Data and technology are rapidly advancing mental health care. Better yet, women are leading the charge. This year, in honor of World Mental Health Day 2018, Quartet teamed up with Healthtech Women, an organization that empowers women to transform health care. In a room with 90 other health care enthusiasts, female leaders across the mental health technology space discussed the innovations our teams are advancing. I had the pleasure to present with four talented and wickedly smart women including: Aditi Deeg, Aimee Peters, Mariam Malik, and Nita Stella.
Aiming to improve mental health care access and quality, these women and their organizations are leveraging data and digital experiences. This includes opportunities such as:
- Utilize health data to understand the type and severity of mental health needs.
- Improve selection of care options based on a better understanding of needs.
- Facilitate easier and personalized access to mental health care through technology.
- Provide tools to providers to measure and track mental health indicators.
- Monitor health data to assess positive changes in overall health.
Innovation does not come easy. Challenges exist. During the panel we considered some of the challenges we’ll want to tackle next, including:
1. Patient engagement: Deep rooted stigma associated with mental health often leads to patients declining diagnosis and care. We’re also limited by patients’ familiarity and comfort with technology. Making care available within one’s home is a big step to make it more comfortable. Moreover, ensuring better integration of mental health with one’s usual health care – through primary care providers, family caregivers, home health care providers – will go a long way in helping people pay equal attention mental health and well-being.
2. Better data collection and sharing: In addition to traditional health data, as more organizations begin to collect and analyze new types of social, environmental, and behavioral information, the scope of learning and innovation from combining these sets of information is sky high. However, we know that this data is not only highly sensitive, but also difficult to share. We look to further innovation that will allow secure and compliant data sharing to increase the pace of innovation for better mental health access and quality.
3. Designing solutions to supplement current technologies: While current technology can go a long way, additional tools and solutions are needed — from supporting patients in crisis and helping prevent mental health challenges, to influencing policies around provider licensing. Integration with existing electronic health records and other care coordination technologies will be important to scale access to mental health care. Lastly, part of the opportunity ahead for mental health tech companies is to also partner with government to ensure telehealth is a viable solution for providers and patients.

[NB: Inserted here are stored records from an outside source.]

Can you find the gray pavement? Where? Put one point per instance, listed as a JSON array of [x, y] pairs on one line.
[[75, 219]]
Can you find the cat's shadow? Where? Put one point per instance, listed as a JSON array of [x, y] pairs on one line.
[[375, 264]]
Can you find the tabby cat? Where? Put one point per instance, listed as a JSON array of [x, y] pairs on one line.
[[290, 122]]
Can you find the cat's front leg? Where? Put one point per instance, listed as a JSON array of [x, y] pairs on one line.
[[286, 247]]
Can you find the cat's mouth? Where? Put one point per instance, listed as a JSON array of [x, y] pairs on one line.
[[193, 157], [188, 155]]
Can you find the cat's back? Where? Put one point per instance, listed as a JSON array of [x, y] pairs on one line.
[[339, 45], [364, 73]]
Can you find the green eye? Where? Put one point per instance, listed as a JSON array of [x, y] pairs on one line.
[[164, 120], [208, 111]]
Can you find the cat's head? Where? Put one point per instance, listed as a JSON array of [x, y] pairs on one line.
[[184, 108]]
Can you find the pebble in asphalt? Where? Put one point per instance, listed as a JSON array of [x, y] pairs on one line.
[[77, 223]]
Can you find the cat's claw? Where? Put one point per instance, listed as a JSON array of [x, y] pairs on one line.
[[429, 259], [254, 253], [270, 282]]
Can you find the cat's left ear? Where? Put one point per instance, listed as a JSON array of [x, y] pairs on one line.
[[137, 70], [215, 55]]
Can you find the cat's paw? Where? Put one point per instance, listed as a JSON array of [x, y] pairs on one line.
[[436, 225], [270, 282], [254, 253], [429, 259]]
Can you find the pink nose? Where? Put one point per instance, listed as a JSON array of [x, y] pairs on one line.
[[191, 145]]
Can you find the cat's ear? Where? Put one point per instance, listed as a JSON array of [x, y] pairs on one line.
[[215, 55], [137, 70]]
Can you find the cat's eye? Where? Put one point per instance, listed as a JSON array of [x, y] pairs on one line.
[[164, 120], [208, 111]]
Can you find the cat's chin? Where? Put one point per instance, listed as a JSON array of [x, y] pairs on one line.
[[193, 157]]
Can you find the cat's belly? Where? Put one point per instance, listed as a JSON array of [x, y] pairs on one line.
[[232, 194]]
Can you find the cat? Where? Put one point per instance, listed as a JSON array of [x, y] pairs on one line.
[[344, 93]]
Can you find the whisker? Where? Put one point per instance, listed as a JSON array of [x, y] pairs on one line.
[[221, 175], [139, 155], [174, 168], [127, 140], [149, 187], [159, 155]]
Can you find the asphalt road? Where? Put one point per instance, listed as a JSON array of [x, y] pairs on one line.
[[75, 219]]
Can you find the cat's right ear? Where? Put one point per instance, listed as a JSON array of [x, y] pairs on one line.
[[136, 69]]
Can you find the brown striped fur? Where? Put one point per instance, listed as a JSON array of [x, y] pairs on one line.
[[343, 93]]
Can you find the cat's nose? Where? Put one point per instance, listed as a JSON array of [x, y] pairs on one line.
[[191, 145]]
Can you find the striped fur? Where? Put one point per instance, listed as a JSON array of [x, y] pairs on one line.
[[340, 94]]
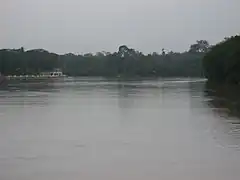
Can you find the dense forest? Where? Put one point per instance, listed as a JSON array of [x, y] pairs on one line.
[[222, 62], [126, 62]]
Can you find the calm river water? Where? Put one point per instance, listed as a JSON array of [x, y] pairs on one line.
[[96, 129]]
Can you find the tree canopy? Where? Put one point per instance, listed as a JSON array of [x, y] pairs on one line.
[[126, 62], [222, 62]]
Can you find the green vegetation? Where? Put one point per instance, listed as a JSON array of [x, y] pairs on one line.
[[222, 62], [126, 62]]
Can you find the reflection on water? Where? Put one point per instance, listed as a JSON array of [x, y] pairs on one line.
[[224, 101], [93, 129]]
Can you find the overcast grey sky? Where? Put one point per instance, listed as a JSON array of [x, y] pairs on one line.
[[81, 26]]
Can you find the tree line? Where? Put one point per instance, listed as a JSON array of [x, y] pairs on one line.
[[125, 62], [222, 62]]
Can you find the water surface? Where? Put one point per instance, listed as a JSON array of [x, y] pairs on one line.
[[96, 129]]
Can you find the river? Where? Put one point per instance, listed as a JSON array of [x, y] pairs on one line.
[[97, 129]]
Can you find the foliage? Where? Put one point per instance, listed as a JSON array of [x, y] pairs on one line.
[[123, 63], [222, 62]]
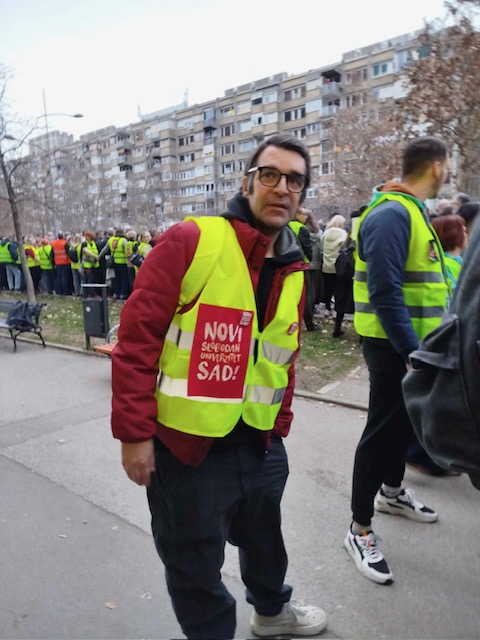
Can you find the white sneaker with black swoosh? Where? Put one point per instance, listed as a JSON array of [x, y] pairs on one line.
[[404, 505], [367, 556]]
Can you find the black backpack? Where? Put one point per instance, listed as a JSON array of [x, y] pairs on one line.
[[20, 316], [442, 390], [345, 262]]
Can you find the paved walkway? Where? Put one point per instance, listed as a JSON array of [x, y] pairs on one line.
[[76, 554]]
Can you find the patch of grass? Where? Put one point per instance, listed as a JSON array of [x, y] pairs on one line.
[[323, 358]]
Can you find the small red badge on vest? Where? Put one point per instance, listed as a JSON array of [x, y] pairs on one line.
[[292, 328]]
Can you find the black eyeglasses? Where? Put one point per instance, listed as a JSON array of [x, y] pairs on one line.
[[270, 177]]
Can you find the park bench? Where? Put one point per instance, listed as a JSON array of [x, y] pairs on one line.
[[20, 316], [107, 347]]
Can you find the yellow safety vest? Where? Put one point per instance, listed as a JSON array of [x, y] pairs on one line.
[[5, 256], [425, 288], [31, 262], [76, 265], [295, 226], [87, 263], [45, 254], [118, 249], [216, 366]]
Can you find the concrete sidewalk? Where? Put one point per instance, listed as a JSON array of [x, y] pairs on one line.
[[78, 561]]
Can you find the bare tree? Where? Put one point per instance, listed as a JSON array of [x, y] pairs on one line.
[[364, 141], [442, 87], [9, 164]]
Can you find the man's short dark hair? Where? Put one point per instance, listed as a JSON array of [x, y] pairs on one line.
[[419, 155], [284, 141]]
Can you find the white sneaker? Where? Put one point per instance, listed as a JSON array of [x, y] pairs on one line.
[[367, 556], [294, 619], [404, 505]]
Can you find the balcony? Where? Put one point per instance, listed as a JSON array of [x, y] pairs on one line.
[[329, 111], [331, 88]]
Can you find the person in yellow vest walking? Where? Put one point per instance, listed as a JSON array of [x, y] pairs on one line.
[[216, 309], [45, 253], [400, 292], [33, 261], [10, 258]]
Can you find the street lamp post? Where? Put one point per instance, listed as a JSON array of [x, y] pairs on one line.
[[50, 166]]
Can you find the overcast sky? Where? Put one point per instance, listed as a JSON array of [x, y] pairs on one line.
[[111, 59]]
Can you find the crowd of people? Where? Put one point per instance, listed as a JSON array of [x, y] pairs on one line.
[[63, 264], [203, 385]]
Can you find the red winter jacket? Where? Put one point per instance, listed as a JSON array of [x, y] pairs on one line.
[[145, 319]]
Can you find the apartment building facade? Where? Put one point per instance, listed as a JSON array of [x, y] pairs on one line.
[[189, 160]]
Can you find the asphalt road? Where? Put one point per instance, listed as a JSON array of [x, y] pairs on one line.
[[77, 558]]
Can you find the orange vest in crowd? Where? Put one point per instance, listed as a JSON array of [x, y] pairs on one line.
[[59, 251]]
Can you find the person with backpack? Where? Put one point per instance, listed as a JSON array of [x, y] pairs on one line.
[[63, 275], [215, 311], [117, 248], [400, 293], [344, 269], [299, 226]]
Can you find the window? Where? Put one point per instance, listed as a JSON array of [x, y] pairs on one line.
[[380, 69], [185, 141], [227, 130], [227, 149], [244, 125], [186, 123], [326, 168], [186, 175], [209, 114], [229, 185], [294, 114], [244, 107], [268, 98], [246, 145], [227, 167], [300, 133], [357, 75], [295, 93], [226, 112]]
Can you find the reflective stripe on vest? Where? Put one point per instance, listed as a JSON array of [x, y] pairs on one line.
[[44, 253], [31, 262], [87, 263], [5, 255], [208, 377], [425, 287], [76, 265], [118, 249]]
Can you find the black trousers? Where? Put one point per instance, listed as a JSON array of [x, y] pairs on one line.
[[381, 452], [233, 496]]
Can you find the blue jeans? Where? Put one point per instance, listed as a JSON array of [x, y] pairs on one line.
[[233, 496]]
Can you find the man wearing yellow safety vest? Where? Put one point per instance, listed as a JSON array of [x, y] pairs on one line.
[[400, 295], [203, 377]]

It was energizing to see nearly one hundred people come together to talk passionately about mental health, and find scalable and impactful solutions to drive access and quality of care. This is a difficult issue that requires compassion, hard work, and creativity. It also requires a diverse group of people across various disciplines putting their heads together.
Thank you to everyone — including brilliant women in tech — who are working hard to innovate in the mental health space through programs and technology. The work is challenging but every day we are creating more access for those who need it most.